Ensure that you can replicate the functionality
This may seem strange as you’re upgrading to a newer technology, but Webforms use object components/controls and some have considerable complexity – and no available source code. I worked on one project that had a customer-supplied security component and we were told there would be no upgrade or replacement specifications available. Are you legally entitled to clone these?
Remember you will probably be faced with other older technologies and techniques
Webforms are an old technology and accompanying them is older style thinking. You will probably be dealing with DataSets rather than Lists. We used drag-and-drop; drag a SQL connection, drop a datatable component in there. We then ended up with HTML which used Tables for formatting. At the time we loved the RAD (Rapid Application Development) ideology but now we’ve left a large bowl of spaghetti to untangle. You’ll probably miss the likes of LINQ and Entity Framework.
If you must convert, clean the code first.
When Webforms were released (about 2002), Microsoft talked about separation of concerns and really they did a fair job at achieving this. We had the (near) equivalent of MVC where Classes = Models, Web Pages (.aspx) = Views and Code Behind (.aspx.cs) = Controllers. What we didn’t get was the advice that we should have fat models and thin controllers.
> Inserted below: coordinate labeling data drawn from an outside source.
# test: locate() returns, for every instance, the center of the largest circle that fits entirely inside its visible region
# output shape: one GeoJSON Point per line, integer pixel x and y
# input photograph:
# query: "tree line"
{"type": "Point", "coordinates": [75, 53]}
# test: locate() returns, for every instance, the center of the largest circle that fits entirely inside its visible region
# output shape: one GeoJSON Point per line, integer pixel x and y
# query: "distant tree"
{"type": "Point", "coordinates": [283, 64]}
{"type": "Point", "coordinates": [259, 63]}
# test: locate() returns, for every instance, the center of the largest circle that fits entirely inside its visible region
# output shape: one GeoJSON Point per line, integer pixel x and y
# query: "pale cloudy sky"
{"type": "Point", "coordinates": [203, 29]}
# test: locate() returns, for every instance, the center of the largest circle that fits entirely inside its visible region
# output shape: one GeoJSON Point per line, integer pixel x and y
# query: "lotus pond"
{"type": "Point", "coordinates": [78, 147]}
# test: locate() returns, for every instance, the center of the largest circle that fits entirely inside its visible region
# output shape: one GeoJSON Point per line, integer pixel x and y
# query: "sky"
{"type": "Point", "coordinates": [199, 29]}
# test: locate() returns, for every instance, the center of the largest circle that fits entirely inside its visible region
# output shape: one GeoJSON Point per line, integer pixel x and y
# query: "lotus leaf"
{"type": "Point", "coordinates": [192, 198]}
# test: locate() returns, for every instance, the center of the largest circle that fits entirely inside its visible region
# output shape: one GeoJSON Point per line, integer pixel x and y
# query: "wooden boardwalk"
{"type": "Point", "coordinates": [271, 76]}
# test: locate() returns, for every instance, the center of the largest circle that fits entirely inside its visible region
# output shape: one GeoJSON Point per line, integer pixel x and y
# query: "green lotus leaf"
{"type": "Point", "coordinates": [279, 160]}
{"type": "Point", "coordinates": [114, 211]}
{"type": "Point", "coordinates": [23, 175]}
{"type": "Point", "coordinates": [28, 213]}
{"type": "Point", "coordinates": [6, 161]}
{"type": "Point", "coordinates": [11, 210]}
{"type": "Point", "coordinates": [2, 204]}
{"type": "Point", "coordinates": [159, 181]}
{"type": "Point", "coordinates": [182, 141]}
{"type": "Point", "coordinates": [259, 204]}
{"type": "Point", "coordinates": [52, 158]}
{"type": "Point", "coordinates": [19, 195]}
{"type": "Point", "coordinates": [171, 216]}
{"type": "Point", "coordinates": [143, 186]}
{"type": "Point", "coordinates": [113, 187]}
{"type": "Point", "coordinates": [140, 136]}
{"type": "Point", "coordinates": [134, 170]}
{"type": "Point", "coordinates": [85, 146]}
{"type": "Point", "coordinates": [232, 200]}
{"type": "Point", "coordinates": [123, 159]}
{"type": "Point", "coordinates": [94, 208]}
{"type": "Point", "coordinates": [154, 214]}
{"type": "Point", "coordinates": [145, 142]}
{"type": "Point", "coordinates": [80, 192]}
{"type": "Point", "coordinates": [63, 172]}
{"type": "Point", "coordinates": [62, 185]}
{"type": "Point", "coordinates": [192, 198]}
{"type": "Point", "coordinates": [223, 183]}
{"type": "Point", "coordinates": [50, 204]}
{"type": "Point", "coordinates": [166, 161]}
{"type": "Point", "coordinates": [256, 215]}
Instead emphasis was on click-and-code for rapid development. The result is that we ended up with lots of code in the code-behind pages, and that makes upgrading to MVC a pain.
So before you start converting, I recommend that you clear these pages of as much code as possible and move it to where it should be – in the Models (aka Classes) and ensure it still works as before.
Will an hybrid app be easier?
Microsoft have given us a good option in allowing us to mix Webforms and MVC in a single ASP application. Add a few binaries, modify the web.config and you can run both technologies side by side. However, they don’t entirely integrate. For example, you can share the same Session (which is extremely useful) but you can’t share Master Pages and Layout pages, and you can’t drop webform controls on Views. There may be other ways around these drawbacks, like using jQuery on Webforms to display partial views by calling MVC controllers.
One of the strategies that I have used several times and one that saves lots of work is that if the application has a distinct User side and Admin side then keep the admin side in Webforms and rewrite the main User facing pages in MVC. That way the user sees the new technology and gets an improved user experience, but the admin side is mainly left alone. Admin sites tend to have lots of data tables, queries, editing facilities, graphs and reports that can be tedious to replace.
If you are going do a full upgrade then start with a new empty MVC project.
With experience I’ve found that to avoid any strange glitches and weird compile errors it’s better to start clean and add functionality from the old app. You may find there are parts which are no longer required in the new app. You will get a more incremental build and testing cycle.
Learn your lessons for the next time.
In a few years time you’ll probably be upgrading this new application to the next all-singing, all-dancing technology. Learn your lessons from the problems you’ve had with this upgrade and try to organise the app to make future transitions easier.
Whatever the future, you can bet it won’t be the last time we do this.